The basic design idea of COMB data type is as follows: since the indexing efficiency of UniqueIdentifier data is inefficient due to irregularity, which affects the performance of the system, can we retain the first 10 bytes of UniqueIdentifier and use the last 6 bytes to represent the time of GUID generation (DateTime), so that we combine time information with UniqueIdentifier, which increases ordering while preserving the uniqueness of UniqueIdentifier? In order to improve the efficiency of index. Some people may worry that reducing UniqueIdentifier to 10 bytes will cause duplication of data. In fact, don't worry, the time accuracy of the last 6 bytes can reach 1max 300 seconds. The possibility that the two COMB type data are exactly the same is that the first 10 bytes of the two GUID generated in this 1max 300 seconds are exactly the same, which is almost impossible! Using the SQL command in SQL Server to implement this idea is:

DECLARE @ aGuid UNIQUEIDENTIFIER

SET @ aGuid = CAST (CAST (NEWID () AS BINARY (10))

+ CAST (GETDATE () AS BINARY (6)) AS UNIQUEIDENTIFIER)

After testing, using COMB as primary key is still slower than using INT as primary key in retrieval, insertion, update, deletion and other operations, but faster than Unidentifier type. In addition to using stored procedures to implement COMB data, we can also use C # to generate COMB data so that all primary key generation can be done on the client side.

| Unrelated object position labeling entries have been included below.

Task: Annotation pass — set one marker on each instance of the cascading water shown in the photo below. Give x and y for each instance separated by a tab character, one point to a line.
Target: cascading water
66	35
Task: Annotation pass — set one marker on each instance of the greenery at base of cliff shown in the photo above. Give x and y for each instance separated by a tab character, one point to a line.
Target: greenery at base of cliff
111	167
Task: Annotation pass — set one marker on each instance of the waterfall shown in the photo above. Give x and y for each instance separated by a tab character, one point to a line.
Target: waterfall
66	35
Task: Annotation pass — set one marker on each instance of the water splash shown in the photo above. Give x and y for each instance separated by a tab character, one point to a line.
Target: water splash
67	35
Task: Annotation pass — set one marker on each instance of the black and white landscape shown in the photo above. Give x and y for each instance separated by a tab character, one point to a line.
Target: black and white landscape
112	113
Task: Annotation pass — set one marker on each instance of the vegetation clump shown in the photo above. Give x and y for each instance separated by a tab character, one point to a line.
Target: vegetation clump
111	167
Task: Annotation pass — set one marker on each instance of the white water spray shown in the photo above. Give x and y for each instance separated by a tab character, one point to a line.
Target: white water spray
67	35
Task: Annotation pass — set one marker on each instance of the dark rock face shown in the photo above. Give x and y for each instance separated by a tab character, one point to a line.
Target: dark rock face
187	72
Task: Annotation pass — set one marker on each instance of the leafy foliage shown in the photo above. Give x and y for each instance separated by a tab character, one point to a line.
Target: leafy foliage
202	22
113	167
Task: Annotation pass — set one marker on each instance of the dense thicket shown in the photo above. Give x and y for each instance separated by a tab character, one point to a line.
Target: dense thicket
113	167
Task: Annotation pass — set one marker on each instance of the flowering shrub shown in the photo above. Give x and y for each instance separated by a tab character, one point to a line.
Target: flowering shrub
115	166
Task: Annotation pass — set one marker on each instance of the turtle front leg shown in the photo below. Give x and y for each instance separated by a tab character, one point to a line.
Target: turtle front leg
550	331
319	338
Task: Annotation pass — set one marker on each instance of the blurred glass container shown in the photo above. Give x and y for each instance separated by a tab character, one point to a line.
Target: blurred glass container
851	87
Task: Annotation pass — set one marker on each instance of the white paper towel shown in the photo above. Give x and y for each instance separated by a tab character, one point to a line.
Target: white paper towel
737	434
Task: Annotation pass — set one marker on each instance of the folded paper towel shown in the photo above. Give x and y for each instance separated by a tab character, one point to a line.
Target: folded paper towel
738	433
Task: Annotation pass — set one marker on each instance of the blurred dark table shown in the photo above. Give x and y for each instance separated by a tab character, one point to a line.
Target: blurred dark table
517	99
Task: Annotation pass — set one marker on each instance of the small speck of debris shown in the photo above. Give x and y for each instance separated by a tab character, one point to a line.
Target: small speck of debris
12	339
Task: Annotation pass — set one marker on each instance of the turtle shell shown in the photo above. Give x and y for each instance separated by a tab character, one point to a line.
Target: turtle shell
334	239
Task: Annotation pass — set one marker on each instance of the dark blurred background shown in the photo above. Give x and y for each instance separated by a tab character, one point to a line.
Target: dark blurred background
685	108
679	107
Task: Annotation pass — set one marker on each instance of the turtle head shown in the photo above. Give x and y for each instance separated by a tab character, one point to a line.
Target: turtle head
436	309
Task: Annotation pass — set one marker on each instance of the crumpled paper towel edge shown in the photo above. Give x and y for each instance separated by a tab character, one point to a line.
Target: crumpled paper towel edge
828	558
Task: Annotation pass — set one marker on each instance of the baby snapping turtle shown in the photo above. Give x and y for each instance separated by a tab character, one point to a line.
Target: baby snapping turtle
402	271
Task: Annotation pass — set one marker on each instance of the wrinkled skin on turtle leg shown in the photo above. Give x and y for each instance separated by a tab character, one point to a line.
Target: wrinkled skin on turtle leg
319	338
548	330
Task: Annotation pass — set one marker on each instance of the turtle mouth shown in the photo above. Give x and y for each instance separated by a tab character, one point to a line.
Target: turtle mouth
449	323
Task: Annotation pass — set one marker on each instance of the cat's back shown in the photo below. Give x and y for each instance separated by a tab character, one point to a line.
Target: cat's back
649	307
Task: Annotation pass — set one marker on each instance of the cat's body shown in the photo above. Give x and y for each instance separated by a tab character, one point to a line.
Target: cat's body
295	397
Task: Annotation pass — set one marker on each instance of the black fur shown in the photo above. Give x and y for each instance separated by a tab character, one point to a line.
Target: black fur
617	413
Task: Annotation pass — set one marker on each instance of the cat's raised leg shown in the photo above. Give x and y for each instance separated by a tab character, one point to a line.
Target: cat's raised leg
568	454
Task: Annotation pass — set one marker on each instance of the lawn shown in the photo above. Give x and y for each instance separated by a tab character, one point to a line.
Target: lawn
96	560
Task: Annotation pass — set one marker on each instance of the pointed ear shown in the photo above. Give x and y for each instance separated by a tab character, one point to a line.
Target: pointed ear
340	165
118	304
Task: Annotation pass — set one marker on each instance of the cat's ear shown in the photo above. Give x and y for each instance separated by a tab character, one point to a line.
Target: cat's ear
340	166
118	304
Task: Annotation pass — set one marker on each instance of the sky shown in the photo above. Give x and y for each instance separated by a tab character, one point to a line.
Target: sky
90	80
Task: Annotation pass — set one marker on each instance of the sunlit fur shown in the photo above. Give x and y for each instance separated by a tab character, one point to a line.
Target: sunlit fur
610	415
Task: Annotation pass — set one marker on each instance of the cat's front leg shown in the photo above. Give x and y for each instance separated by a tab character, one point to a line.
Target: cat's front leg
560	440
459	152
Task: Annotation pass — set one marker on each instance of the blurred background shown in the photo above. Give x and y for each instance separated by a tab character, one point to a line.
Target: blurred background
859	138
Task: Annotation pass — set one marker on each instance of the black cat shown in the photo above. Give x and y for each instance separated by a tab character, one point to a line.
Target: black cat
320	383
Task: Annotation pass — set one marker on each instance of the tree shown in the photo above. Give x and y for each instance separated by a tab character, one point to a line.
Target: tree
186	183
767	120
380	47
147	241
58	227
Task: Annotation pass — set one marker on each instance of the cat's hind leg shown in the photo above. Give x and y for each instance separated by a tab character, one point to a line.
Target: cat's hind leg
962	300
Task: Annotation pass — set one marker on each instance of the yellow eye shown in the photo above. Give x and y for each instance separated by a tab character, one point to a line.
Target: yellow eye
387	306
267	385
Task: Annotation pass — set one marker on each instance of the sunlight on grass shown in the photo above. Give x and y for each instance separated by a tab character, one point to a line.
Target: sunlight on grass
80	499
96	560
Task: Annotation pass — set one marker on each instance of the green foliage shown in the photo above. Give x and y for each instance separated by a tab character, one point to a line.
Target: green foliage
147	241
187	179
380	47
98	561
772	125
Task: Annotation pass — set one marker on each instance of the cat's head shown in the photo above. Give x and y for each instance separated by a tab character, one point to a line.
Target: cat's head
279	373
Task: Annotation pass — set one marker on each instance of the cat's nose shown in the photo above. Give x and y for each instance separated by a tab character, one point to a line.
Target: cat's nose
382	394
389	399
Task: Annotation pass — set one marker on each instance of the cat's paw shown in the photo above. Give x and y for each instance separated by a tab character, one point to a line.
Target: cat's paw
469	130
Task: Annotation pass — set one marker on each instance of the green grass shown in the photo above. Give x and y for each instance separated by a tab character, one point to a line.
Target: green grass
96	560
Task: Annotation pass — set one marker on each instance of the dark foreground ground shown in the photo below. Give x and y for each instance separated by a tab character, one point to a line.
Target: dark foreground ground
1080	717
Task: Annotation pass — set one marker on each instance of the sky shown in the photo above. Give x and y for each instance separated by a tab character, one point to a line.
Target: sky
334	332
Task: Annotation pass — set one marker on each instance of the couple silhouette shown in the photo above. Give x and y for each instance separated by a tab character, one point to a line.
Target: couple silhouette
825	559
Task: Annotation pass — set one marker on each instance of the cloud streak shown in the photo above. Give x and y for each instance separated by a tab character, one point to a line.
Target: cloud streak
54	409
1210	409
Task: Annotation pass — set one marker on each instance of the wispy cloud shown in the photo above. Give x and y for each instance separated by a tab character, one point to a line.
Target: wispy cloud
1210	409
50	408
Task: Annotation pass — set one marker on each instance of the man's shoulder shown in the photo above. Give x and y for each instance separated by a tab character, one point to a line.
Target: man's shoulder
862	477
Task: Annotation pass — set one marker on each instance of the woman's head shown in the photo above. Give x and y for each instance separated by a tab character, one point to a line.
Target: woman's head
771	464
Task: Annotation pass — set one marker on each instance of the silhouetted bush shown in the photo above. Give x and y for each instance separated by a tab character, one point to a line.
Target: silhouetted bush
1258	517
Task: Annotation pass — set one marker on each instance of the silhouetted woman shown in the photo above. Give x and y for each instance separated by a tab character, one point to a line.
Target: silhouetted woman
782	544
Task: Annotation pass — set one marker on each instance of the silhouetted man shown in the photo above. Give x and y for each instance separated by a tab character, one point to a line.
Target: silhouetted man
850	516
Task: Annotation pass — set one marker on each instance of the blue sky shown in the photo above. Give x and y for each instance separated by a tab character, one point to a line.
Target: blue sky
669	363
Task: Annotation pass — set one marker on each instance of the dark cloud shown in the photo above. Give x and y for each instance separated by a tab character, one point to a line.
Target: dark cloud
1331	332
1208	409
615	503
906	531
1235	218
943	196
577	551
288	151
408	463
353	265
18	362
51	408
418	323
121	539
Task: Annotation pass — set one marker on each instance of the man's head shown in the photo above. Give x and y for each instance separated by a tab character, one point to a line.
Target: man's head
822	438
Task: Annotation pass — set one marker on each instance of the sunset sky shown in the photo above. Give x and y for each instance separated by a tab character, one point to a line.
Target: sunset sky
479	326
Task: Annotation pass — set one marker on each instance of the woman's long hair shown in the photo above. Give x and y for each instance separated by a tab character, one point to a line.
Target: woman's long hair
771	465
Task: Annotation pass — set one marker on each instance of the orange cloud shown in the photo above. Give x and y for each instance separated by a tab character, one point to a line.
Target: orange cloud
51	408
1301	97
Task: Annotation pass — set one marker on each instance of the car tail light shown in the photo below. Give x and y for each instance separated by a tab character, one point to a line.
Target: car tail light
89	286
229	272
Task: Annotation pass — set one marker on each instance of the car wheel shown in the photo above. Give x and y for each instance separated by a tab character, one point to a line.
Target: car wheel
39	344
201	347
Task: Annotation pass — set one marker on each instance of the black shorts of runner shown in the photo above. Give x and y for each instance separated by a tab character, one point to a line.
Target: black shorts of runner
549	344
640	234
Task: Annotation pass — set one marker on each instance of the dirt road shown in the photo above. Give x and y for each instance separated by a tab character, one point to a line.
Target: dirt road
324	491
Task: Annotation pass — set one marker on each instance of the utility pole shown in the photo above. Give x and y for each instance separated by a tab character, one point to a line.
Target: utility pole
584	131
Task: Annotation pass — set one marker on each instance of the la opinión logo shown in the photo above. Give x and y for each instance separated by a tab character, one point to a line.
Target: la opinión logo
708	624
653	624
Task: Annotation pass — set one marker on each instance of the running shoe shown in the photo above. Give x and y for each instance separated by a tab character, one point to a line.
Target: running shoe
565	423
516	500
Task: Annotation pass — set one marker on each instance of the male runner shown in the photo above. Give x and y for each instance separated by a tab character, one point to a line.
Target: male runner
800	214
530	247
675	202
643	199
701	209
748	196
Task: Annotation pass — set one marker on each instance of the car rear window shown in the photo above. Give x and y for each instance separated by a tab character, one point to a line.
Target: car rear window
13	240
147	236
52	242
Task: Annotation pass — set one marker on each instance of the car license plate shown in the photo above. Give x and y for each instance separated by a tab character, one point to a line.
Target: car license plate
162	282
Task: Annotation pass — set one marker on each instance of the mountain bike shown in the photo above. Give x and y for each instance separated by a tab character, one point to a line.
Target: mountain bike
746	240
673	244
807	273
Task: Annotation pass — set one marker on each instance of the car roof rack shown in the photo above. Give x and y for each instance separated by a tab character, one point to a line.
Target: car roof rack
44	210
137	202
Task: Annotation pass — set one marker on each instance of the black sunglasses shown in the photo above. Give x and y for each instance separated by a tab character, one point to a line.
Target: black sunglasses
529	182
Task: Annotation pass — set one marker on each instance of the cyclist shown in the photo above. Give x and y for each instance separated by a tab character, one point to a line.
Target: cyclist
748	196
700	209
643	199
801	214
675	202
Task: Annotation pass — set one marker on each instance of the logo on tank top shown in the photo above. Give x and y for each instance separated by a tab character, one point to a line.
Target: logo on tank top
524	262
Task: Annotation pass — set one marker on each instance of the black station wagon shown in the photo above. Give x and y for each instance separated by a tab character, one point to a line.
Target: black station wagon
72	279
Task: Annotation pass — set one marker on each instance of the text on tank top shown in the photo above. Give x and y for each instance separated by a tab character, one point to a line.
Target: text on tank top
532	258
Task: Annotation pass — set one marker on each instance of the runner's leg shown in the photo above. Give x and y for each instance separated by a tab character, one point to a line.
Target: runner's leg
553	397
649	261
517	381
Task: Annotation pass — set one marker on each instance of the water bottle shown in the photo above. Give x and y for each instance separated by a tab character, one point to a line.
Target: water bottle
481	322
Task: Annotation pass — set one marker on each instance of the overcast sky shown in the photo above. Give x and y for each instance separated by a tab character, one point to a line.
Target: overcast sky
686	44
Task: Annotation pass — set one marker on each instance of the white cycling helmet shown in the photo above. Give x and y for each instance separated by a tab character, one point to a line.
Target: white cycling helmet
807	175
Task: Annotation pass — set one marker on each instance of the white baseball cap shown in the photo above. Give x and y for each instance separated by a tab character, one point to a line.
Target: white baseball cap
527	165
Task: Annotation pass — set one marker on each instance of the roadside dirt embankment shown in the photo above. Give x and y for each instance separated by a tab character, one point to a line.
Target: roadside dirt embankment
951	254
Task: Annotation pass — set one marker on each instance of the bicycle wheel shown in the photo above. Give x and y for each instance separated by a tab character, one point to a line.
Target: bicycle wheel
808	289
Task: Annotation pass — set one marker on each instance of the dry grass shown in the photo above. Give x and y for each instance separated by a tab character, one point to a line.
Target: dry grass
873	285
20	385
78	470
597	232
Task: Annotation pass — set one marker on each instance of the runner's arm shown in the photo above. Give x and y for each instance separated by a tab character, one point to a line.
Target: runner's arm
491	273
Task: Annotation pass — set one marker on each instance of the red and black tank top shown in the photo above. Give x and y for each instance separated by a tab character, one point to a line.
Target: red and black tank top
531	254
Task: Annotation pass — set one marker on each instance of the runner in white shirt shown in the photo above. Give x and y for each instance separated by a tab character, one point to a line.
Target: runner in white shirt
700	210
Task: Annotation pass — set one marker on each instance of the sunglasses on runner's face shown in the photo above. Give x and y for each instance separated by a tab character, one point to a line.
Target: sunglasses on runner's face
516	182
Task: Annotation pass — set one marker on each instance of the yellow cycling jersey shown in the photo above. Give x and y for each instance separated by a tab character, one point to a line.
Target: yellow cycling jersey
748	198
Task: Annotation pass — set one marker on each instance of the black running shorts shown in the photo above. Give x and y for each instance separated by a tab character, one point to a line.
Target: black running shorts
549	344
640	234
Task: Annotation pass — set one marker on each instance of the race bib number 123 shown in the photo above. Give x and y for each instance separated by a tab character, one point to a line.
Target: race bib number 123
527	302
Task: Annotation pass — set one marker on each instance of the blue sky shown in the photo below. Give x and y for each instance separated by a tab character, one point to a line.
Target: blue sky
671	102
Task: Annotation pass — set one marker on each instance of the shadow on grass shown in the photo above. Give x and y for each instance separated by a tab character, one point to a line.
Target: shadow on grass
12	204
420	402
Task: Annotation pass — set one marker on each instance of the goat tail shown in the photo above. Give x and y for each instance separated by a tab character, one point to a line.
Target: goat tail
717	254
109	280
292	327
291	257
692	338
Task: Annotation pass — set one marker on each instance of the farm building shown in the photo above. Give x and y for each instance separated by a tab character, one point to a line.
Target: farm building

The C# code is as follows:

The copy code is as follows:

/ / =

/ * /

/ / return GUID for database operations. A specific time code can improve the retrieval efficiency.

/ / /

/ / COMB (mixed GUID and time) type GUID data

Public static Guid NewComb ()

{

Byte [] guidArray = System.Guid.NewGuid () .ToByteArray

DateTime baseDate = new DateTime (1900 and 1)

DateTime now = DateTime.Now

/ / Get the days and milliseconds which will be used to build the byte string

TimeSpan days = new TimeSpan (now.Ticks-baseDate.Ticks)

TimeSpan msecs = new TimeSpan (now.Ticks-(new DateTime (now.Year, now.Month, now.Day) .Ticks))

/ / Convert to a byte array

/ / Note that SQL Server is accurate to 1/300th of a millisecond so we divide by 3.333333

Byte [] daysArray = BitConverter.GetBytes (days.Days)

Byte [] msecsArray = BitConverter.GetBytes ((long) (msecs.TotalMilliseconds/3.333333))

/ / Reverse the bytes to match SQL Servers ordering

Array.Reverse (daysArray)

Array.Reverse (msecsArray)

/ / Copy the bytes into the guid

Array.Copy (daysArray, daysArray.Length-2, guidArray, guidArray.Length-6,2)

Array.Copy (msecsArray, msecsArray.Length-4, guidArray, guidArray.Length-4,4)

Return new System.Guid (guidArray)

}

/ / =

/ * /

/ / generate time information from the GUID returned by SQL SERVER

/ / /

/ / COMB containing time information

/ time

Public static DateTime GetDateFromComb (System.Guid guid)

{

DateTime baseDate = new DateTime (1900 and 1)

Byte [] daysArray = new byte [4]

Byte [] msecsArray = new byte [4]

Byte [] guidArray = guid.ToByteArray ()

/ / Copy the date parts of the guid to the respective byte arrays.

Array.Copy (guidArray, guidArray.Length-6, daysArray, 2,2)

Array.Copy (guidArray, guidArray.Length-4, msecsArray, 0,4)

/ / Reverse the arrays to put them into the appropriate order

Array.Reverse (daysArray)

Array.Reverse (msecsArray)

/ / Convert the bytes to ints

Int days = BitConverter.ToInt32 (daysArray, 0)

Int msecs = BitConverter.ToInt32 (msecsArray, 0)

DateTime date = baseDate.AddDays (days)

Date = date.AddMilliseconds (msecs * 3.333333)

Return date

}

At this point, I believe you have a deeper understanding of "how to implement the primary key in database design". You might as well do it in practice. Here is the website, more related content can enter the relevant channels to inquire, follow us, continue to learn!

Welcome to subscribe "Shulou Technology Information " to get latest news, interesting things and hot topics in the IT industry, and controls the hottest and latest Internet news, technology news and IT industry trends.

*The comments in the above article only represent the author's personal views and do not represent the views and positions of this website. If you have more insights, please feel free to contribute and share.